Search code examples
cluster-computingpacemaker

Orphaned process when pacemaker kills main monitor script(LSB) due timeout


In our pacemaker + corosync cluster

Last updated: Thu Oct 22 21:16:33 2015 Last change: Thu Oct 22 17:25:13 2015 via cibadmin on aws015 Stack: corosync Current DC: aws015 (2887647247) - partition with quorum Version: 1.1.10-42f2063 4 Nodes configured 16 Resources configured

We have follow situation. We write python LSB script, that check status of some application, and make it as a resource:

primitive pm2_app_gardenscapesDynamo_lsb lsb:pm2_app_gardenscapesDynamo \ op start interval="0" timeout="60s" \ op stop interval="0" timeout="60s" \ op monitor interval="30s" timeout="60s" on-fail="restart" \ meta failure-timeout="10s" migration-threshold="1"

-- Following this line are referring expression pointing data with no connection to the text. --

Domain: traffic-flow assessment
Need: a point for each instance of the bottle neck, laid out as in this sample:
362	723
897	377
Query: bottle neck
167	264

This check is made by utility that can hung (LSB script launch that utility, and wait for reply from it). So when pacemaker reach timeout, it kill our python script, but hung utility still exists in memory, and doesn't dies.

Is it possible to prevent this situation?


Solution

  • You need to upgrade to pacemaker 1.1.12 or more recent.

    The reason this happens is because pacemaker starts resource agents in their own process group. When an operation times out, pacemaker (1.1.10) kills the RA only, leaving any child processes it might have started as "orphaned".

    Version 1.1.12 instead kills the entire process group.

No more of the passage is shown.